Top UK companies making their boards ‘more diverse’ A study by Spencer Stuart showed that the proportion of first-time board directors from minority ethnic backgrounds rose to 25 per cent in top companies of the UK last year. (Photo by JUSTIN TALLIS/AFP via Getty Images)
TOP companies of the UK have made progress towards achieving a greater diversity on their boards, according to a global executive search and leadership consulting firm.
A study by Spencer Stuart showed that the proportion of first-time board directors from minority ethnic backgrounds rose to 25 per cent in the top 150 companies last year.
While this was “encouraging”, the latest figures showed that there was still “a long way to go in the search for greater diversity on boards”, the firm said in its latest report.

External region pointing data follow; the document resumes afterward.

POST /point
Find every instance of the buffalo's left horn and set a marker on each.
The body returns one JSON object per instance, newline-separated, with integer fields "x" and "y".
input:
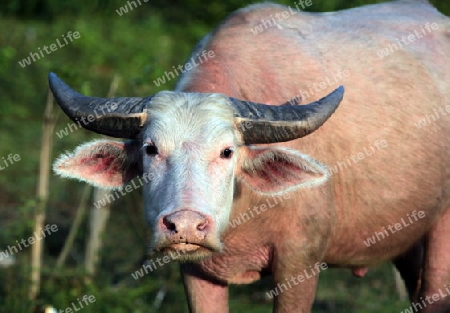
{"x": 261, "y": 123}
{"x": 115, "y": 117}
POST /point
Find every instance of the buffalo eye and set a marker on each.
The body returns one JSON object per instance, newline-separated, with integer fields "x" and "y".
{"x": 150, "y": 149}
{"x": 227, "y": 153}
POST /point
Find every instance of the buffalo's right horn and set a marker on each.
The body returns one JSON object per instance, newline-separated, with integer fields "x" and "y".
{"x": 115, "y": 117}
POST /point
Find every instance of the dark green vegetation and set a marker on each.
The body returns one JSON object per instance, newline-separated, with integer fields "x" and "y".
{"x": 138, "y": 46}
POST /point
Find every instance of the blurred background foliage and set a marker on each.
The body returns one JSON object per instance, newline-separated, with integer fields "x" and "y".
{"x": 138, "y": 47}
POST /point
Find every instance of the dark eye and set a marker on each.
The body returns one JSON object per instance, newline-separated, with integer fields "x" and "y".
{"x": 151, "y": 149}
{"x": 226, "y": 153}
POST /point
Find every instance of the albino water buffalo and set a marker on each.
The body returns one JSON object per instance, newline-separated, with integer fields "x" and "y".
{"x": 245, "y": 187}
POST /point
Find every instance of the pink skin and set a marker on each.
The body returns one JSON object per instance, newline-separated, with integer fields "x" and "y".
{"x": 403, "y": 168}
{"x": 399, "y": 184}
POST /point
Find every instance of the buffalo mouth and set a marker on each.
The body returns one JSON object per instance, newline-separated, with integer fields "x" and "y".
{"x": 187, "y": 251}
{"x": 184, "y": 247}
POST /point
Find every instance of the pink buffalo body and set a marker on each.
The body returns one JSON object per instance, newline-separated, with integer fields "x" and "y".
{"x": 386, "y": 148}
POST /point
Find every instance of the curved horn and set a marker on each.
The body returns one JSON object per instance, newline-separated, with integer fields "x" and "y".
{"x": 261, "y": 123}
{"x": 115, "y": 117}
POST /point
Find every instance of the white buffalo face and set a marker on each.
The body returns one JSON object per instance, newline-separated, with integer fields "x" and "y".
{"x": 188, "y": 156}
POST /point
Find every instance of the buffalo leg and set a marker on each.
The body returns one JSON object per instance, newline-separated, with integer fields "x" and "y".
{"x": 410, "y": 266}
{"x": 203, "y": 295}
{"x": 435, "y": 290}
{"x": 296, "y": 286}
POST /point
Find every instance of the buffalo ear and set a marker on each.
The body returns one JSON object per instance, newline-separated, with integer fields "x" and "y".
{"x": 273, "y": 171}
{"x": 102, "y": 163}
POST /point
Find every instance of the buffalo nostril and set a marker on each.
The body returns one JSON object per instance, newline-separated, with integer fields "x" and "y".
{"x": 202, "y": 226}
{"x": 169, "y": 225}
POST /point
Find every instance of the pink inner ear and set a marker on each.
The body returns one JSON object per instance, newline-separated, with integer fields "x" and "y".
{"x": 100, "y": 163}
{"x": 274, "y": 170}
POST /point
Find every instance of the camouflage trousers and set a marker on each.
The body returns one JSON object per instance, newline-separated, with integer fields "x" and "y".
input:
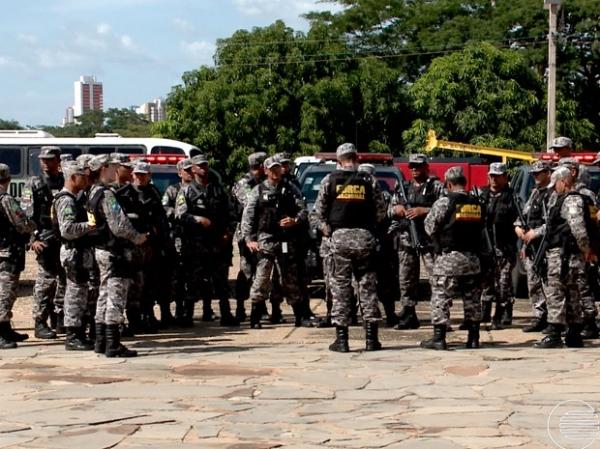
{"x": 353, "y": 252}
{"x": 444, "y": 289}
{"x": 77, "y": 265}
{"x": 563, "y": 296}
{"x": 409, "y": 273}
{"x": 497, "y": 280}
{"x": 49, "y": 288}
{"x": 9, "y": 282}
{"x": 287, "y": 274}
{"x": 535, "y": 288}
{"x": 114, "y": 288}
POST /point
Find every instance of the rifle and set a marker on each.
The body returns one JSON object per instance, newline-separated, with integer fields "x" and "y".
{"x": 415, "y": 242}
{"x": 539, "y": 261}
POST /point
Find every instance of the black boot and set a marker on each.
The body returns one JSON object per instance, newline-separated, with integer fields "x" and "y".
{"x": 240, "y": 311}
{"x": 227, "y": 319}
{"x": 5, "y": 341}
{"x": 537, "y": 325}
{"x": 473, "y": 337}
{"x": 43, "y": 331}
{"x": 341, "y": 340}
{"x": 60, "y": 323}
{"x": 507, "y": 314}
{"x": 15, "y": 336}
{"x": 255, "y": 316}
{"x": 590, "y": 329}
{"x": 276, "y": 315}
{"x": 372, "y": 337}
{"x": 114, "y": 348}
{"x": 100, "y": 343}
{"x": 553, "y": 339}
{"x": 573, "y": 339}
{"x": 486, "y": 312}
{"x": 497, "y": 319}
{"x": 74, "y": 340}
{"x": 409, "y": 320}
{"x": 438, "y": 341}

According to the findings, 61 per cent of FTSE 100 companies had at least one board director from a minority ethnic background and 21 per cent of companies had two or more minority ethnic directors.
Some 11 per cent of all board directors identified themselves as minority ethnic, whereas one board chair and six senior independent directors said they belonged to the group.
Titled UK Spencer Stuart Board Index, the study showed that 32 per cent of ethnic minority directors have a financial services background and 36 per cent of all minority ethnic directors have held either a CEO or CFO position.
The report also suggests that top companies have big strides in achieving gender diversity at senior non-executive levels.
It said 51 per cent of non-executive directors are now women for the first time.
“This is the first year that women have overtaken men to form the majority of non-executives on the top 150 boards,” the report said.
Women make up 36 per cent of all directors, including chairs and executive directors and this is up from 24 per cent in 2016 and 12 per cent in 2011.
However, the progress in diversity is not encouraging across the Atlantic, going by the firm’s S&P 500 Board Diversity report.
While the representation of some demographic groups on S&P 500 boards more closely reflects the US population, there is a significant disparity in representation for others. Some 42 per cent of the American population is non-white, which is double their representation among all S&P 500 directors (21 per cent).
The largest disparity is between Hispanic representation on boards (5 per cent of all directors) against their population of 18.5 per cent.
However, Asians account for five per cent of such boards against their population 5.9 per cent in the US.
“The racial justice reckoning of the past year highlighted the lack of progress companies have made in increasing ethnic and racial representation on boards and in executive ranks,” the report said.